# Little Sausage Rolls



## Chief Longwind Of The North (Jun 26, 2005)

If your like me, you grew up on breakfast sausage and pancakes on Saturday mornings.  Of course, as an adult, I had to learn to make my own sausage, that's a given.  And so here is an alteration of a basic breakfast sausage, shaped like a meatball, and searved with a drizzle of coconut-flavored syrup.

Sausage:
1 lb. lean ground pork
1 large egg
1 tbs. salt
2 tbs. ground Sage
1/2 tsp. ground Savory
1/4 tsp. Cayenne Pepper
1/2 tsp. coarse grind Black Pepper
1/3 cup Coconut Milk

Syrup:
2 cups water
2 cups sugar
2 tbs. butter
1/4 cup coconut milk

Make the syrup first and set aside.  Just combine the ingredients, bring to a boil, and cook for about twenty minutes, or until the temp. reaches the syrup stage on a candy thermometer.

For the sausage meatballs, combine all ingredients thouroughly, roll into 1/2 inch meatballs, and pan fry until lightly browned on all sides.

Serve in a pretty bowl with sloping sides, with syrup drizzled over the tops.

These go great with Southeastern Asian food.  The coconut milk isn't quite strong enough to taste in the sausage, unless you really concentrate.  But it does intensify the other flavors slightly.  Tastes pretty good.  And how did I come up with this combination, I have no idea.  Was just experimenting this morning  

Seeeeeya; Goodweed of the North


----------



## mudbug (Jun 26, 2005)

Don't you love it when people play with their food?


----------



## kadesma (Jun 26, 2005)

Goodweed,

so you thought this one up this morning?...I still am trying to shake the cobwebs!!!   My grandson, is a sausage boy, he wants some every morning, just about..I think that since he loves to bake cookies and knead bread with me, we will make some sausge meatballs together...Thank you  
kadesma


----------



## Chief Longwind Of The North (Jun 26, 2005)

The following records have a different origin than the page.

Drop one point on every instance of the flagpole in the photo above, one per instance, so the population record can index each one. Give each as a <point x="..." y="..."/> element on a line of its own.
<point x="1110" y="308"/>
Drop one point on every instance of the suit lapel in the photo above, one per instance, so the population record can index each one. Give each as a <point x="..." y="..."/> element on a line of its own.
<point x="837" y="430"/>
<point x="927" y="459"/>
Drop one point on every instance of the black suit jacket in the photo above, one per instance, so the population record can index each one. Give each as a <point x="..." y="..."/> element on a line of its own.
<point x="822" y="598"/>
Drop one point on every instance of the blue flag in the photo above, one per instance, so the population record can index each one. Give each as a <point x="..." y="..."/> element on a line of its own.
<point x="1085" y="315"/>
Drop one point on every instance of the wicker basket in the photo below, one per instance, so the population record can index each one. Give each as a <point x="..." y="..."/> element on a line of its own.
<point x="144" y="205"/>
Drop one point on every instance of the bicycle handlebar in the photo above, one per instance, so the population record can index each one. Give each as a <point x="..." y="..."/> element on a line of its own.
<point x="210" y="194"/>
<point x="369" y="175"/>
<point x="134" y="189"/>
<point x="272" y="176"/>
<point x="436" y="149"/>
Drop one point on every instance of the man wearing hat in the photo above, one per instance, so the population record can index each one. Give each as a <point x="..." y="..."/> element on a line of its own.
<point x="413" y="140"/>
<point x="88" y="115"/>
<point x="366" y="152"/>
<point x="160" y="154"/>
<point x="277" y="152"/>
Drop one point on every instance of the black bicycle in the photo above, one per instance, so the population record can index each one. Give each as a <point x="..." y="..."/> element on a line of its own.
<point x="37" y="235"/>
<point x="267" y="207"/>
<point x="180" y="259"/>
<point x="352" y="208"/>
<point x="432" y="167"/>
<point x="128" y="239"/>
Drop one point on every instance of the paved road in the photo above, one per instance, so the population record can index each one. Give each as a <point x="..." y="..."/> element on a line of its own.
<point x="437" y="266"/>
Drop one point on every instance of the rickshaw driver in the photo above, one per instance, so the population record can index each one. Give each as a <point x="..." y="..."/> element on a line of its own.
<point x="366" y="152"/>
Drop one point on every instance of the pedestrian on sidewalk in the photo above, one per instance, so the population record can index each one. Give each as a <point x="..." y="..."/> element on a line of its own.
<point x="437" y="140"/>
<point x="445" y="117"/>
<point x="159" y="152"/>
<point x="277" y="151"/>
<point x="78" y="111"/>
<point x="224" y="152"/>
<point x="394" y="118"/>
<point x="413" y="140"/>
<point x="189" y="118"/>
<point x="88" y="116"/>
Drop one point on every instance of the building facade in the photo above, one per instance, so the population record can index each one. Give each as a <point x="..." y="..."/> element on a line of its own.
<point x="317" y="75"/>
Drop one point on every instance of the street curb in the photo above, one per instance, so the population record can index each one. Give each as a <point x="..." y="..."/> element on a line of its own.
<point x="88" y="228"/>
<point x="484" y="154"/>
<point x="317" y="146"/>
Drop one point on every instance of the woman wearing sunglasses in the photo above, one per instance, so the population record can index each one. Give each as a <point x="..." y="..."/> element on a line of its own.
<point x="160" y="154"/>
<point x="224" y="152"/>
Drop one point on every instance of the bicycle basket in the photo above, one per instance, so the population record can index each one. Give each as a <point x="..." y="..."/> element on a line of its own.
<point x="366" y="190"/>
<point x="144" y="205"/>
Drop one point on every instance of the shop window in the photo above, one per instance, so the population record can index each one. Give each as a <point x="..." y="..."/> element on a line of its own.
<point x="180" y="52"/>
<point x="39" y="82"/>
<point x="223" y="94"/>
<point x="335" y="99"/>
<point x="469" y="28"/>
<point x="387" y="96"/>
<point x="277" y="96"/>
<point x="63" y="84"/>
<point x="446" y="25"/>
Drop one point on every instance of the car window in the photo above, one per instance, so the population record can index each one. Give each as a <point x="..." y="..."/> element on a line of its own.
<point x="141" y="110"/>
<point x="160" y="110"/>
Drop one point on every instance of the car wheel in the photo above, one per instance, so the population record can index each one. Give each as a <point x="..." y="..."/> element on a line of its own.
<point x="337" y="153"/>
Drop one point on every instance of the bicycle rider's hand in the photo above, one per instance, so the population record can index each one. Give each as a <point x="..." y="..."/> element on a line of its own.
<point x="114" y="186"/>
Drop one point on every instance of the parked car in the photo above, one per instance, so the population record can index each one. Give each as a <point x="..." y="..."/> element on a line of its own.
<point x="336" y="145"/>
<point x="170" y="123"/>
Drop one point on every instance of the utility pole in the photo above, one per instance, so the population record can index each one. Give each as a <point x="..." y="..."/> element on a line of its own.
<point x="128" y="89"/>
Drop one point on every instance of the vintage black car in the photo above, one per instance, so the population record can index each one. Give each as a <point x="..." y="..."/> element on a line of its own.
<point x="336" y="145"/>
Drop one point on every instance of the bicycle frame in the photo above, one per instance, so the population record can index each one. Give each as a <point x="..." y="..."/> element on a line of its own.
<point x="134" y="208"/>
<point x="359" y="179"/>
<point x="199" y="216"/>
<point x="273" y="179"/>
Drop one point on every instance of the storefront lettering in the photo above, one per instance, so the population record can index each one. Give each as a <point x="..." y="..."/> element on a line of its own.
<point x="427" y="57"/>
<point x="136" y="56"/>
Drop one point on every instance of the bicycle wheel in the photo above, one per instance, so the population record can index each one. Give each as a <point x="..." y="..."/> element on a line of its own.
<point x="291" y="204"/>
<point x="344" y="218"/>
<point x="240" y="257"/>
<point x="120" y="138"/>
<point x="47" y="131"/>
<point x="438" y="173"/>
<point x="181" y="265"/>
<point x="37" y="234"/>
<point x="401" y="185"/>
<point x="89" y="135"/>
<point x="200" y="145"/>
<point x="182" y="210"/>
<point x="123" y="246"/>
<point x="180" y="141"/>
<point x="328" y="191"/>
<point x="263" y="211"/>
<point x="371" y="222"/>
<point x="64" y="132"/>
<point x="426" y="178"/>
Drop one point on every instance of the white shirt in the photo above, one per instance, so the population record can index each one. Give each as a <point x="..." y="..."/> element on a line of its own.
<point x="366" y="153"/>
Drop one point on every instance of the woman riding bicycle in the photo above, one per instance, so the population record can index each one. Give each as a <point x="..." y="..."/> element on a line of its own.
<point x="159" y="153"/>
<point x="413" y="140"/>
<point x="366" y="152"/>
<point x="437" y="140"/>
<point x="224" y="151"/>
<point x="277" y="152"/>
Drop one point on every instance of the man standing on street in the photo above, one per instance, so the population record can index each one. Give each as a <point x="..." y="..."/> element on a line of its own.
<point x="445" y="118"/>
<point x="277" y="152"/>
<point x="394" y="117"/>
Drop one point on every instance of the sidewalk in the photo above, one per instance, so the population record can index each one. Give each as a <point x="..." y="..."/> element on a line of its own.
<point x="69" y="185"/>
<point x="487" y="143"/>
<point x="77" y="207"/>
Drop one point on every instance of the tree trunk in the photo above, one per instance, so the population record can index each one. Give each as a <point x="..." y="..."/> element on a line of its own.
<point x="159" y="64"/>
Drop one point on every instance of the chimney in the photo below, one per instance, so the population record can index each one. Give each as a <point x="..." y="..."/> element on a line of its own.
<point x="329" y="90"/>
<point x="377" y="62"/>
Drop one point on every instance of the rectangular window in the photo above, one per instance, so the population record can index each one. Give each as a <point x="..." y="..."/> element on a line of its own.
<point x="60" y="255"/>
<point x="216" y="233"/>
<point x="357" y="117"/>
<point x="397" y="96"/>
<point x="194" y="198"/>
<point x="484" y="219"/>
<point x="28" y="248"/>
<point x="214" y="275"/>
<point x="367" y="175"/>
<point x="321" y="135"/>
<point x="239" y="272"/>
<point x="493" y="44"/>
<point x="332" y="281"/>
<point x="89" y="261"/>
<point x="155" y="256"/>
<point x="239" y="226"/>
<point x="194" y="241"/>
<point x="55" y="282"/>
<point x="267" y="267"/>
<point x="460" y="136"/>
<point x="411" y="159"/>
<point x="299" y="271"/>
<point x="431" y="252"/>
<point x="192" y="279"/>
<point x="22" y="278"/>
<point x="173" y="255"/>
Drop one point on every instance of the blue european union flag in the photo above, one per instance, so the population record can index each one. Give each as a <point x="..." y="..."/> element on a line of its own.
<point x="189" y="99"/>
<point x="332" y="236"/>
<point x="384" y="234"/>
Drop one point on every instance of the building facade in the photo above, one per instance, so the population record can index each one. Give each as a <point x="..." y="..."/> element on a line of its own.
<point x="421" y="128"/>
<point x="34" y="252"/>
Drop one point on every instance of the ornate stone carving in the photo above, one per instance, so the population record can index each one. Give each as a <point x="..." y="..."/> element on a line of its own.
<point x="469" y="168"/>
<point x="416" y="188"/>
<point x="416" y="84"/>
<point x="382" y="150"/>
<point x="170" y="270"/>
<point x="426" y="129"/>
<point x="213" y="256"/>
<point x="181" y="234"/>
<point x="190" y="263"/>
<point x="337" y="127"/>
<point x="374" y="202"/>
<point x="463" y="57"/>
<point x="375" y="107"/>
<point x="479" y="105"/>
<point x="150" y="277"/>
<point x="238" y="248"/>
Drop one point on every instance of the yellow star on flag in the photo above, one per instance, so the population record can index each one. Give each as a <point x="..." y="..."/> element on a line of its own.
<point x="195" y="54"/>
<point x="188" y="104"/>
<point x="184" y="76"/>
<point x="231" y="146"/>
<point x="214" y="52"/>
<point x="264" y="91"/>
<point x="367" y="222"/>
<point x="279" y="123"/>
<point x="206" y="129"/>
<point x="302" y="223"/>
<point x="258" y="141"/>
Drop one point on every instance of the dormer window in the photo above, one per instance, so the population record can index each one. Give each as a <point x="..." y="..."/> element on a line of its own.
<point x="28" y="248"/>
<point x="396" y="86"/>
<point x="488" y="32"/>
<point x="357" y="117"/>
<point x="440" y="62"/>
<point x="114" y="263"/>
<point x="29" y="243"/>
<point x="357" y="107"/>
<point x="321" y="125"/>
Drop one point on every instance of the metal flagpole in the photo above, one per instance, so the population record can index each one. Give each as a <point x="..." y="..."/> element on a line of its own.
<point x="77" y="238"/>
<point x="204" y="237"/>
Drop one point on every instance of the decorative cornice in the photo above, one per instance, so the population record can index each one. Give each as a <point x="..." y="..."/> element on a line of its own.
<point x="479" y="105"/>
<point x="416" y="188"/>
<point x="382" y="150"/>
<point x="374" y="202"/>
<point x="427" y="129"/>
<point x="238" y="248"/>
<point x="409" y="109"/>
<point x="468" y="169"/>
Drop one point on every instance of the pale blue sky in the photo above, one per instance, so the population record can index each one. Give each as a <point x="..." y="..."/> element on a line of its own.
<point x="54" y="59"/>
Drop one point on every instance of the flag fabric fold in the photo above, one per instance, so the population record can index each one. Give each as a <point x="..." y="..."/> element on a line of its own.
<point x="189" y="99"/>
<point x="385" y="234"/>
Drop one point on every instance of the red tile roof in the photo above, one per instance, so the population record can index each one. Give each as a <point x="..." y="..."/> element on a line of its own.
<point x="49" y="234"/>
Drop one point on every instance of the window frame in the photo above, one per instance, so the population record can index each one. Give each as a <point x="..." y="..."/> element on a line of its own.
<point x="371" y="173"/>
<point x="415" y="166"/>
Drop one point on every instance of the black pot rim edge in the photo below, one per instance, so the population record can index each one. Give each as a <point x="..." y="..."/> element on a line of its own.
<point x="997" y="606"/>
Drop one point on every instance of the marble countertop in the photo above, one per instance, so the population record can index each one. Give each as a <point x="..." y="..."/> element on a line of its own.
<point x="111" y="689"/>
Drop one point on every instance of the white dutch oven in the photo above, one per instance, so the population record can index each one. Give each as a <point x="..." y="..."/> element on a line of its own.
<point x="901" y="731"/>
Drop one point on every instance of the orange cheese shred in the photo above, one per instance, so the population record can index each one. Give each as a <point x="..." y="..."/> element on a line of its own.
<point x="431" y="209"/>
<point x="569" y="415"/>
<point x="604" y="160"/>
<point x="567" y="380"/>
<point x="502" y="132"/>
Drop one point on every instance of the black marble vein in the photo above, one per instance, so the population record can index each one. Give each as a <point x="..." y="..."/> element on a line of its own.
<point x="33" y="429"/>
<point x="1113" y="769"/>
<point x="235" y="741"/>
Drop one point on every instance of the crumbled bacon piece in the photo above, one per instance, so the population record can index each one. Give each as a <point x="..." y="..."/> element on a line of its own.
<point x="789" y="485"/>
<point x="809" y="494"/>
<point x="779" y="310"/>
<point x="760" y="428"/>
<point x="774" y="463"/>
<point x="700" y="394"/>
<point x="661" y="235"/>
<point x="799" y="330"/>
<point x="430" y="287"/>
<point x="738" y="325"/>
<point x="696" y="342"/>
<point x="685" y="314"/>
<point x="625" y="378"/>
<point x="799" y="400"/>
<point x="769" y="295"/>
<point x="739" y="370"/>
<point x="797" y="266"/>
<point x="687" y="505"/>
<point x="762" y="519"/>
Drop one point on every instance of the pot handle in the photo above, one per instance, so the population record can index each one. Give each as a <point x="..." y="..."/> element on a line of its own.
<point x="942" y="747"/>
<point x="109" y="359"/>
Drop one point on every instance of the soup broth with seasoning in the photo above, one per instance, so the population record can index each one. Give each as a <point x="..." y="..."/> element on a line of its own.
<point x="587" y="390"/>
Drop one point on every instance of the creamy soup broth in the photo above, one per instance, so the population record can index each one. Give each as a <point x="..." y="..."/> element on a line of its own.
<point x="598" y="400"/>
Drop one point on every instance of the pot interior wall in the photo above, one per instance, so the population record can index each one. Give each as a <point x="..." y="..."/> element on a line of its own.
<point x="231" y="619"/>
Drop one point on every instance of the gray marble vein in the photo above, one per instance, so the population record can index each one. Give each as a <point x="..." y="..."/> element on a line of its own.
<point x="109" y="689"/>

That recipe can so easily be altered by substituing other liquids for the coconut milk. Maple syrup is a favorite, as is apple juice.  I would think pineapple juice would work well also, or orange juice.  Don't think I try strawberry, but maybe cherry (the real thing of course, not a cherry flavored drink).  Go ahead.  Do some experimenting of your own.

Seeeeya; Goodweed of the North


----------



## kitchenelf (Jun 27, 2005)

I can definately see this with apple juice too.  Good recipe!!


----------